The European corn borer, Ostrinia nubilalis, has been known to cause major damage to corn crops in the U.S. and Canada. The larval stage of this organism bores holes in the corn plants as they feed. However, scientists discovered that there was a gene that they could insert into the corn plant’s genome that would help them be resistant to these larva. The gene that is inserted comes from the bacteria Bacillus thuringiensis and codes for an endotoxin protein that acts as an insect stomach poison. The endotoxin proteins binds to cells in the intestinal lining of the larva and the cells burst. This causes the larva to stop eating quickly and die within a few days depending on how much toxin is ingested. While this protein is toxic to the European corn borer larva, it is harmless and safe for most other organisms including humans. Genetically modified corn with the Bacillus entotoxin, commonly called Bt corn, was introduced in 1996 and its use in corn fields is expanding.
For more information about Bt corn, visit this website from the University of Minnesota: http://www.extension.umn.edu/distribution/cropsystems/DC7055.html.

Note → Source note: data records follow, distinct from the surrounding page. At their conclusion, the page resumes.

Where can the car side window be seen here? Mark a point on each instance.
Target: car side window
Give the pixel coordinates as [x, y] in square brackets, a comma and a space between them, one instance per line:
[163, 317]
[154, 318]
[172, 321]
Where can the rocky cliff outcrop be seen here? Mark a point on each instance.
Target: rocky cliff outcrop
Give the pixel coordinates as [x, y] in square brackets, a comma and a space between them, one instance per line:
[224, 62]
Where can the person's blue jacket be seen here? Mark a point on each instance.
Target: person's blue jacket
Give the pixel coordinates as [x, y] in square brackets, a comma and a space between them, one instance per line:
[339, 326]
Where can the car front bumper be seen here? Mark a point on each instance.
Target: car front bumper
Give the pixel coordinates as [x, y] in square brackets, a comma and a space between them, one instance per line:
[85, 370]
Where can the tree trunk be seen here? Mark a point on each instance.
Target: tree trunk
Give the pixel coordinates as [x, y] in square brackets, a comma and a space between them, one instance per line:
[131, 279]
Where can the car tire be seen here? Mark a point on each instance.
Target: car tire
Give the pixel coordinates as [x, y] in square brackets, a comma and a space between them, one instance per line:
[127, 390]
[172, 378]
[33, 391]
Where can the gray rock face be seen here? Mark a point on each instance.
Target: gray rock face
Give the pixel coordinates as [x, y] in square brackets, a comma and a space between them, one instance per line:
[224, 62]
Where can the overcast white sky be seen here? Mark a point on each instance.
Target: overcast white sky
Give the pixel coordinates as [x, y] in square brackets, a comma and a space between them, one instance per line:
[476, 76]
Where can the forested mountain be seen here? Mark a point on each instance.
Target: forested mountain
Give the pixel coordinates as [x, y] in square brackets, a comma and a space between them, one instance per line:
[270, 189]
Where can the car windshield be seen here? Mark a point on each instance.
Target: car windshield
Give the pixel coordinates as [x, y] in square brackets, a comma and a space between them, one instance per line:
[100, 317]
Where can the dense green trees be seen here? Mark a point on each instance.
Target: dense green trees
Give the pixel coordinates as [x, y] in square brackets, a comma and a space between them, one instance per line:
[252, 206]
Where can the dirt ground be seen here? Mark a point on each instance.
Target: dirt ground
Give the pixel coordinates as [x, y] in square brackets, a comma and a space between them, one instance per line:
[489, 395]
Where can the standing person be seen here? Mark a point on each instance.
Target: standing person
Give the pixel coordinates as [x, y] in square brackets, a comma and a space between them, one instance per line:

Food scientists have also been applying genetic modification to crops with the goal of making them more nutritious. This would be particularly beneficial in parts of the world where nutritional deficiencies are common and a diet full of fruits and vegetables is not possible. Vitamin A deficiency is thought to be responsible for at least 1 million deaths annually worldwide. Golden rice has been developed in attempt to make rice more nutritious by inserting genes that produce beta-carotene, a precursor to vitamin A. It is intended for this rice to be grown and eaten by the poor and malnourished populations of the world and give them more of a vitamin that is lacking in their diets. The beta-carotene in the rice causes it to have a yellow/orange color instead of white, hence the name golden rice. The first prototype was developed in 1999 and in 2004 the first golden rice was grown. Currently the genetically modified rice is going through rigorous testing and assessment for safety and effectiveness before it can gain approval for human consumption and widespread distribution.